Sex and Temperament in Three Primitive Societies, by Margaret Mead: There are a lot of books that have changed the way I look at the world, but the one that came to mind first was Sex and Temperament in Three Primitive Societies by Margaret Mead, which is a fascinating study of the roles of women and men in three very different New Guinea tribes. The characteristics of women (and men) vary drastically depending on the values of the society--from gentle farmers to ferocious cannibals. By contrasting these groups, she demonstrates the influence of socialization and cultural values in shaping personalities and roles of women and men and the great plasticity of human character/gender roles. To me, this was utterly convincing as a demonstration of the potential for all types of behavior that lie within all of us vs. those so-called innate "manly"/"womanly" characteristics.

Debbie Justice
Former coworker and current book club member
Under the Banner of Heaven, by Jon Krakauer: This book forced me to view all religiosity through the lens of skepticism. As I read about the creation of Mormon and present-day rabid fundamentalist LDS, I was forced to view my own Judeo-Christian tradition as an outsider looking at original sin, Transubstantiation, and salvific crucifixion in a whole new light. I came away with more unsettling questions than answers. I don’t mind being foolish, but I hate being wrong. And Krakauer suggested that devotees of any religion may be both. Startling. Provoking. An important read for anyone who, like me, hadn’t rigorously examined the fissures in her faith before.

Ratul Hazarika
Work colleague

Zen and the Art of Motorcycle Maintenance, by Robert Pirsig; Tao of Physics, by Fritjof Capra: It’s not easy putting one particular title at the top of my list, but I think it’d be Robert M. Pirsig’s Zen and the Art of Motorcycle Maintenance and Fritjof Capra’s Tao of Physics. The central theme of the first title, that the beauty of a well-designed machine points to the meditative state of the creator and that losing oneself in what one likes to do can be very spiritually uplifting, was something I always believed in. In Tao of Physics, I got to learn many things about Eastern mysticism that were totally new to me. Being familiar with the ritualistic and mythological part of Hinduism, the philosophical aspects that Capra dealt with was something very refreshing and thought-provoking for me.

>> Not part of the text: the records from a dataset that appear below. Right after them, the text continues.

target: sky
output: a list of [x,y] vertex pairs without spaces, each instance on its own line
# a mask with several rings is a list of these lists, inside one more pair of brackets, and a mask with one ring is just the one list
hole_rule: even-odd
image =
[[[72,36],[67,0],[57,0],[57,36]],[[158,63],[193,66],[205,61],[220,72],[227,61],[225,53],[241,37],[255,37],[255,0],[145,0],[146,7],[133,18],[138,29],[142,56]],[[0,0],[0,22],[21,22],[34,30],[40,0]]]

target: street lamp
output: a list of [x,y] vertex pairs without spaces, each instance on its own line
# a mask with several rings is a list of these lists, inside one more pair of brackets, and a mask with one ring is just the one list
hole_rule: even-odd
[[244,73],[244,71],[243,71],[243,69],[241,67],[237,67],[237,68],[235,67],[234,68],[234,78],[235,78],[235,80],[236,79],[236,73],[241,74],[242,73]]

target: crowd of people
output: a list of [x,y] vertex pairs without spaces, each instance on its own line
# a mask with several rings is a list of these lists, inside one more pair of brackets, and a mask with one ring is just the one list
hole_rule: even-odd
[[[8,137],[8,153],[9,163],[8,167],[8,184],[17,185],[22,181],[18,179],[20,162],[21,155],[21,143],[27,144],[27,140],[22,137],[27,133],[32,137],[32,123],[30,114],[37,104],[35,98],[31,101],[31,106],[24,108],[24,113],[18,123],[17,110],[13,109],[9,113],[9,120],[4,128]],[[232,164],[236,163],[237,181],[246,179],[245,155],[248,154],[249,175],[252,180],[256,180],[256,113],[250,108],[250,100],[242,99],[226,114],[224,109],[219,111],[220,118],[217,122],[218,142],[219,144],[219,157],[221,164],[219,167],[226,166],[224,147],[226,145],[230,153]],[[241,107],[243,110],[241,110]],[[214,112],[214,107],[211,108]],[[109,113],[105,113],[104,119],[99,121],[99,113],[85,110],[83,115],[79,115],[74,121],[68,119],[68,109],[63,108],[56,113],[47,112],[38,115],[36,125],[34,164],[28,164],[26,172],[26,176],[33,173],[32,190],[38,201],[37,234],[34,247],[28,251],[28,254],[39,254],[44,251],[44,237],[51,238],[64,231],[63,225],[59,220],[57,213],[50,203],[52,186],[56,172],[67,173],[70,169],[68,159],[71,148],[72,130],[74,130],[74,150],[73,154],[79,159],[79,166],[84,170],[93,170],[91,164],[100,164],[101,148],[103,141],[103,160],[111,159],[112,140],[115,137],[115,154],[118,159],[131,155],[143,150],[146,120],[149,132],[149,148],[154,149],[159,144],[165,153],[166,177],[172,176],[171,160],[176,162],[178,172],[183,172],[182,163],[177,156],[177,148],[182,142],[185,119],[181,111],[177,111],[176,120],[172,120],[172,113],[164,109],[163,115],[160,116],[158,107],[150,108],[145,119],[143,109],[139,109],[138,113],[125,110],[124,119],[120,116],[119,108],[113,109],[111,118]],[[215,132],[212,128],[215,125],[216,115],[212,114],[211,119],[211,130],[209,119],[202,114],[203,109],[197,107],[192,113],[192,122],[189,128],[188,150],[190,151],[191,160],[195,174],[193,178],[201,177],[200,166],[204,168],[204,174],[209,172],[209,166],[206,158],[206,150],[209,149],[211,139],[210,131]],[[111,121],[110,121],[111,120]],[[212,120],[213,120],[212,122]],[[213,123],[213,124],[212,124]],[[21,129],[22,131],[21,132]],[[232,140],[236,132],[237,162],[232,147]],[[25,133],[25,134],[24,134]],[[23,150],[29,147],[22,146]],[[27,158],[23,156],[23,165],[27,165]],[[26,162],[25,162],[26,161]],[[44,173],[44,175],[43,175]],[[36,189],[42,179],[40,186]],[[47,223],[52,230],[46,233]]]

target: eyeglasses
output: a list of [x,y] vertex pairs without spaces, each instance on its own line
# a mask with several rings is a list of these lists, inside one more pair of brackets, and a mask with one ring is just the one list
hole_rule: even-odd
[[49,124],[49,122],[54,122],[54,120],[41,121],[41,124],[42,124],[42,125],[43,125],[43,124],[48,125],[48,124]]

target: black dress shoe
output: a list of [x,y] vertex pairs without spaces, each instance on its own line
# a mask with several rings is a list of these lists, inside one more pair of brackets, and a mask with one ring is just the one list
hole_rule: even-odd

Other books I really enjoyed were Siddhartha by Hesse, Salinger’s Catcher in the Rye, Melville's Moby Dick, and Rushdie’s Midnight’s Children. Tom Robbins is another favorite of mine; the first time I read his Jitterbug Perfume, I couldn't believe there were people who write that type of stories and have them published. And among my all-time favorites would be The Hobbit. The way the prose flows in Tolkien’s writings makes reading him so very pleasurable. It’s like a journey. I'd like to end this list with a favorite quote of mine: “It takes courage to read a book, for it can change a person forever.”

Jay Kissel
Former coworker, former roommate, current husband

Journey to Ixtlan: The Lessons of Don Juan, by Carlos Castaneda, and A Journey to the Center of the Earth, by Jules Verne. I never noticed until now that both of these books begin with the word Journey. I'm not sure that either of these were paradigm shifters for me in the sense of shaping the way I think about the world today, but as a teenager each brought me an unexpected moment of joy/sorrow which I still remember . . . a sense of a world that lies beyond our everyday experience.